Key concepts: Multiple comparison tests

Print this Topic

Terminology

The terminology is not always used consistently.

The term "multiple comparison test" applies whenever you make several comparisons at once. The term "post tests" is often used interchangeably.

If you decide which comparisons you want to make after looking at the data, those comparisons are called "post hoc tests".

If you focus on a few scientifically sensible comparisons chosen in advance, those are called "planned comparisons". These choices must be based on the scientific questions you are asking, and must be chosen when you design the experiment. Some statisticians argue that you don't need to correct for multiple comparisons when you do planned comparisons.

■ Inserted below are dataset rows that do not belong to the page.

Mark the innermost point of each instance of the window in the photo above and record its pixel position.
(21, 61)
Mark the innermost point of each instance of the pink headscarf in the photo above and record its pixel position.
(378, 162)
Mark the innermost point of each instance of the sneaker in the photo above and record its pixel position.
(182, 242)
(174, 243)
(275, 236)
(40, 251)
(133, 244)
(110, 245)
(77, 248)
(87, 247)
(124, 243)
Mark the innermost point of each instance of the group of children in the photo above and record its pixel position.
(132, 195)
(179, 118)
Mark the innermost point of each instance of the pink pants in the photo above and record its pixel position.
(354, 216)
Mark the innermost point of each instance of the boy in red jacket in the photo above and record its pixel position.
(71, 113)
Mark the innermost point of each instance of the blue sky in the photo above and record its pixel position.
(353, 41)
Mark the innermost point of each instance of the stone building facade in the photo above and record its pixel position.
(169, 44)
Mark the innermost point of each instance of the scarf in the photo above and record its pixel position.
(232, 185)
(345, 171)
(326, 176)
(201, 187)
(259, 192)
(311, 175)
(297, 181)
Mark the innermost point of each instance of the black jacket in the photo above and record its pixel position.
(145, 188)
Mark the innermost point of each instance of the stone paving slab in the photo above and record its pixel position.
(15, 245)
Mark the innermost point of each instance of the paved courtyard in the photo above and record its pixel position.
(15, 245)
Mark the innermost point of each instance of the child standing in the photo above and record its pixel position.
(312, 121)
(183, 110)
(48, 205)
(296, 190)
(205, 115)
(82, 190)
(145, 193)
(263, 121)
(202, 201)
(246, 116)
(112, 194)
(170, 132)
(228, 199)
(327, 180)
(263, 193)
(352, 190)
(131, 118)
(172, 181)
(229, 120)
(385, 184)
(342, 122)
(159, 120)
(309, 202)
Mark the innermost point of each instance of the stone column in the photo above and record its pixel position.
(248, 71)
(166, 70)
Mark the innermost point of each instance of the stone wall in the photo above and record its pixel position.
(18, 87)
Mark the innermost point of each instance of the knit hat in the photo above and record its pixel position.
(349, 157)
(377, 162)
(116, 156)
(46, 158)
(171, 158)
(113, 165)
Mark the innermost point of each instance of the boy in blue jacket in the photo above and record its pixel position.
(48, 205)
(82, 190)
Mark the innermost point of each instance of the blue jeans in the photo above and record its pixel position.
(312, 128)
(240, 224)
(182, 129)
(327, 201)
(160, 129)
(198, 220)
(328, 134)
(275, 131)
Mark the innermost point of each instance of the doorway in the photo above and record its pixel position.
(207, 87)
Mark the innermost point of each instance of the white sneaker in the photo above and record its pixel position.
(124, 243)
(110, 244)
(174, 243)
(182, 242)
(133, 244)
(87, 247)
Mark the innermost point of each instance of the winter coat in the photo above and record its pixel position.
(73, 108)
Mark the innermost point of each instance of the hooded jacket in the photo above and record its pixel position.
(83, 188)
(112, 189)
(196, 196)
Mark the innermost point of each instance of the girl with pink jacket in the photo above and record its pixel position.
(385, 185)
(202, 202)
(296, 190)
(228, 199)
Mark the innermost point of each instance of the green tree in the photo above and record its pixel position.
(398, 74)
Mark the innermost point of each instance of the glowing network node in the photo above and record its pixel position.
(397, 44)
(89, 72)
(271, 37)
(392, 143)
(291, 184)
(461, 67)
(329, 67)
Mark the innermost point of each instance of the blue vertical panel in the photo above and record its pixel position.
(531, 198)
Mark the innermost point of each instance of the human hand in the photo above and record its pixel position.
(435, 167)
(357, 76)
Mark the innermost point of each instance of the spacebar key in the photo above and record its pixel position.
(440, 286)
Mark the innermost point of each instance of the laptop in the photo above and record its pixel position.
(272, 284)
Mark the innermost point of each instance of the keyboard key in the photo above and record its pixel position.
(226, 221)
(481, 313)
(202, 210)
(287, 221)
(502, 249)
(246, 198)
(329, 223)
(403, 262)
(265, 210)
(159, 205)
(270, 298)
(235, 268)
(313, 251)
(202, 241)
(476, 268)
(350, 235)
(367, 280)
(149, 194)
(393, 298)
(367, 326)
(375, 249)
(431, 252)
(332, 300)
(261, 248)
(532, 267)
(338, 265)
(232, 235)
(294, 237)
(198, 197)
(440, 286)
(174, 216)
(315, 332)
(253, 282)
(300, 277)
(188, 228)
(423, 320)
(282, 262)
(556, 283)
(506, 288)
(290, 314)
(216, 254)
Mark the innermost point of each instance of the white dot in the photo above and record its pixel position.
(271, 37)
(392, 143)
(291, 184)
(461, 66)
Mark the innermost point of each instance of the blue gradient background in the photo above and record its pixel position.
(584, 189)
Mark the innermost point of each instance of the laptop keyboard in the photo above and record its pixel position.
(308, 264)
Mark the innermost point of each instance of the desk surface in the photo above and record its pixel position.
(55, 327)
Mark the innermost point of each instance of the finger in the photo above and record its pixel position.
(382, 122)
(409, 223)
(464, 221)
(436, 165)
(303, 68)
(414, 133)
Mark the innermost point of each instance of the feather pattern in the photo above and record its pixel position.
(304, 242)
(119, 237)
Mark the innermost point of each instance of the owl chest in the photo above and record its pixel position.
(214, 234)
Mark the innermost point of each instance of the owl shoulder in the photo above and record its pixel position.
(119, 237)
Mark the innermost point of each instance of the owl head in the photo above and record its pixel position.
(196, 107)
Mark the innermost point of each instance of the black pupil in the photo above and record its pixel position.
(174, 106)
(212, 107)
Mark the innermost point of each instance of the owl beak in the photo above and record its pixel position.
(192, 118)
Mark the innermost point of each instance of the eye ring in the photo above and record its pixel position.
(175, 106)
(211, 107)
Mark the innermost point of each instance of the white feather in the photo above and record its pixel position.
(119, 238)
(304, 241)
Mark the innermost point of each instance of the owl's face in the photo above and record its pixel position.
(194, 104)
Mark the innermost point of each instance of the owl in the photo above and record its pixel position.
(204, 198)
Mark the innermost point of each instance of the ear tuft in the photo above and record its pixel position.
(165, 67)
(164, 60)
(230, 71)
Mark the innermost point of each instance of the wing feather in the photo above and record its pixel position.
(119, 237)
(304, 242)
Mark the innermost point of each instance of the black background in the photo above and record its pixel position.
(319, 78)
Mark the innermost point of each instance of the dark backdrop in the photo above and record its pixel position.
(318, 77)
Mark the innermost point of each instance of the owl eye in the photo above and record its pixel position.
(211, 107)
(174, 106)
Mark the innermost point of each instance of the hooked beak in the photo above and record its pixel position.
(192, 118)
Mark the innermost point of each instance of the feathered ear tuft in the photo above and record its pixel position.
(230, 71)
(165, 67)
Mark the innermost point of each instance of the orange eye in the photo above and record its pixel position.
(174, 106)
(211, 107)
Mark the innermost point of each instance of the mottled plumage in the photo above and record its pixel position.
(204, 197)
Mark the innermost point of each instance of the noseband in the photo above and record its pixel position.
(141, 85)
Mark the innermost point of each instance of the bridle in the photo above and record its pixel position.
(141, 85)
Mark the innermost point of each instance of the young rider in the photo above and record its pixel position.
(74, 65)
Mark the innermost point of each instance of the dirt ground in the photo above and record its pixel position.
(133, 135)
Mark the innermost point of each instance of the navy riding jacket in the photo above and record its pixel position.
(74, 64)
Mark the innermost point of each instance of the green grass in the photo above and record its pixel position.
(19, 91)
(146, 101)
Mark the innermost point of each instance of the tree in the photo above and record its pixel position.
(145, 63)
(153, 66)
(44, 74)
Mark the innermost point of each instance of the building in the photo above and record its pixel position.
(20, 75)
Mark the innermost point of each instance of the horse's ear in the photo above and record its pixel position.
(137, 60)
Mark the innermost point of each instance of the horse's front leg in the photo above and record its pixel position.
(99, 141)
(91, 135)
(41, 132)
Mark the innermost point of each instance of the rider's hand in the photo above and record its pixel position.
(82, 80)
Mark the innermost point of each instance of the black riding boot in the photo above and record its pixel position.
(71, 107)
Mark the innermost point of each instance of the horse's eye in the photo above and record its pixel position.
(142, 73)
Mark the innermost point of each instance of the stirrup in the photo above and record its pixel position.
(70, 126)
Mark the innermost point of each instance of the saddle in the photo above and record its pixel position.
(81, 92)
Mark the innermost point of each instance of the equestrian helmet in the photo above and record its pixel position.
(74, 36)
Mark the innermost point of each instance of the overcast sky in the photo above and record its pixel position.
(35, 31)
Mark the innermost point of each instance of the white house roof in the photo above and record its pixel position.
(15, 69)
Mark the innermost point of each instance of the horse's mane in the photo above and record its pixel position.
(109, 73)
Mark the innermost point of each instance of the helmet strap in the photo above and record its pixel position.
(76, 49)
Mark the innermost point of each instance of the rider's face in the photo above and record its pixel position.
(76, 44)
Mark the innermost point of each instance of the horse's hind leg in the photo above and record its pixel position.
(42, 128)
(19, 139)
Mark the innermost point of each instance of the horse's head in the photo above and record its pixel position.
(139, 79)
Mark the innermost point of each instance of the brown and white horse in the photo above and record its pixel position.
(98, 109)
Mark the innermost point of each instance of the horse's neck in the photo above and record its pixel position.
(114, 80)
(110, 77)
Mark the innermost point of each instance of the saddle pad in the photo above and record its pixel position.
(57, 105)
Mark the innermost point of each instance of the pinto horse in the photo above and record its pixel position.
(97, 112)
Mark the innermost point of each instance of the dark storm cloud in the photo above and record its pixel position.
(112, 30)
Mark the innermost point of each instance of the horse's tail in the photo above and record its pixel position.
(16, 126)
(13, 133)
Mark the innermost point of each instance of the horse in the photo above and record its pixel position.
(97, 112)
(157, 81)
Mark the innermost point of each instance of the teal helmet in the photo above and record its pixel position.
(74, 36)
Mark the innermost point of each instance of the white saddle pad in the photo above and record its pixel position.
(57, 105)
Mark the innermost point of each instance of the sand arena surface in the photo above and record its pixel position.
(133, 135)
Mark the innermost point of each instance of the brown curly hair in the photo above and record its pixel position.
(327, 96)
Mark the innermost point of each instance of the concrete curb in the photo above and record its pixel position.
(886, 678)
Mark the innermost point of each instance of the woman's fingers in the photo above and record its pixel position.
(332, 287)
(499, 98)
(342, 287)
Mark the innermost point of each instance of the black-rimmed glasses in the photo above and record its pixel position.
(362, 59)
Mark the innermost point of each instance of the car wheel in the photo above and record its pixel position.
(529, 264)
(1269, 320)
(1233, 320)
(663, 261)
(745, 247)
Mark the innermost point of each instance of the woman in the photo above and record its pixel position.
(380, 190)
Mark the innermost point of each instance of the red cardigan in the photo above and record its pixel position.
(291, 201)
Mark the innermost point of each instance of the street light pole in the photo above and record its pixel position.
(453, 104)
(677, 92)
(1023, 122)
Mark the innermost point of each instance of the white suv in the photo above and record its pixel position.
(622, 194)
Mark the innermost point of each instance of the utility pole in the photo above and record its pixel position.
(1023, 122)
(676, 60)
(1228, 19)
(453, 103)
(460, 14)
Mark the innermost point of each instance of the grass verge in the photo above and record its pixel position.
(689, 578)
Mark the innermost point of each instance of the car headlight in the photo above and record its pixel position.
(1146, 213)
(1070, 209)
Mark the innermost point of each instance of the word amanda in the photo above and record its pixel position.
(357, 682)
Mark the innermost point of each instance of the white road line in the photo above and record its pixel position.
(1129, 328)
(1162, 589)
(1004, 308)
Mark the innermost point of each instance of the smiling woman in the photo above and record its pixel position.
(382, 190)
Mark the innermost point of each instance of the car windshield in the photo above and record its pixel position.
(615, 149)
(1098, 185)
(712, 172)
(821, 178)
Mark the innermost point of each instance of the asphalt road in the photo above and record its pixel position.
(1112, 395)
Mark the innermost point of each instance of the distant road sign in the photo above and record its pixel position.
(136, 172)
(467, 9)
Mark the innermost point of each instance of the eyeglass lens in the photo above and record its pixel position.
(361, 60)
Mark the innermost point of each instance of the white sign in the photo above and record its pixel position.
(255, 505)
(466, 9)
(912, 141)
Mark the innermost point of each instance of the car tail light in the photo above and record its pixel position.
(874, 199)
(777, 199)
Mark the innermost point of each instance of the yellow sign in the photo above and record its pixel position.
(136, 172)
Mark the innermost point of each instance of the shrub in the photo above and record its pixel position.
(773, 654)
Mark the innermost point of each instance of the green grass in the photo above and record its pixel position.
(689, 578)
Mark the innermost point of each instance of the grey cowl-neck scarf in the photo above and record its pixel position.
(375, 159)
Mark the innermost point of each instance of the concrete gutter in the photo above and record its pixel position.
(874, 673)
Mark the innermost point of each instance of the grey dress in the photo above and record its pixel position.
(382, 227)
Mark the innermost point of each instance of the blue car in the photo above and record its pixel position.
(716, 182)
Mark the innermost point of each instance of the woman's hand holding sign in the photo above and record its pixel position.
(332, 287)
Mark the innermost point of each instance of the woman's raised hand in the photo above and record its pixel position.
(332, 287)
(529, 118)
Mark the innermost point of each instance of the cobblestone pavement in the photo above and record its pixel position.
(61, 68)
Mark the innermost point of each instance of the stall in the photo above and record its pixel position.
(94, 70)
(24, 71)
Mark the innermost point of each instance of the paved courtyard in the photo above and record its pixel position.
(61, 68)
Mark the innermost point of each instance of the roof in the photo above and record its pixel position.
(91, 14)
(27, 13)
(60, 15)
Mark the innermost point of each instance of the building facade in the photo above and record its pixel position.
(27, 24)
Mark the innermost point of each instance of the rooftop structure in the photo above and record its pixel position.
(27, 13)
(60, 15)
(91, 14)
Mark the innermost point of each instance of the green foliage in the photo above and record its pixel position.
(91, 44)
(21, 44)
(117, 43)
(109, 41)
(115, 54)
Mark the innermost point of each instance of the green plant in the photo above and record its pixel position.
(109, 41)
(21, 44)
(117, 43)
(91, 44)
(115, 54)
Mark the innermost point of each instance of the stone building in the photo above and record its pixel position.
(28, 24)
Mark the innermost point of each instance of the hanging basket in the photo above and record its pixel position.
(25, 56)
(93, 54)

How multiple comparison tests work

All the multiple comparison tests (except planned comparisons) following one-way ANOVA do two things differently than a regular t test:

First, the tests take into account the scatter of all the groups. This gives you a more precise value for scatter (Mean Square of Residuals) which is reflected in more degrees of freedom. When you compare mean A to mean C, the test compares the difference between means to the amount of scatter. With multiple comparison tests, scatter is quantified using information from all the groups, not just groups A and C. This gives the test more power to detect differences, and only makes sense when you accept the assumption that all the data are sampled from populations with the same standard deviation, even if the means are different.
The other aspect of multiple comparisons is an attempt to make the significance level apply to the entire family of comparisons, rather than to each comparison individually. That means if all the groups really have the same mean, there is a 5% chance that any one or more of the comparisons would reach a "statistically significant" conclusion by chance. To do this, the multiple comparison methods use a stricter definition of significance. This makes it less likely to make a Type I error (finding a 'significant' result by chance) but at the cost of decreasing the power to detect real differences. If you are only making a few comparisons, the correction is smaller than it would be if you made lots of comparisons, so the loss of power is smaller.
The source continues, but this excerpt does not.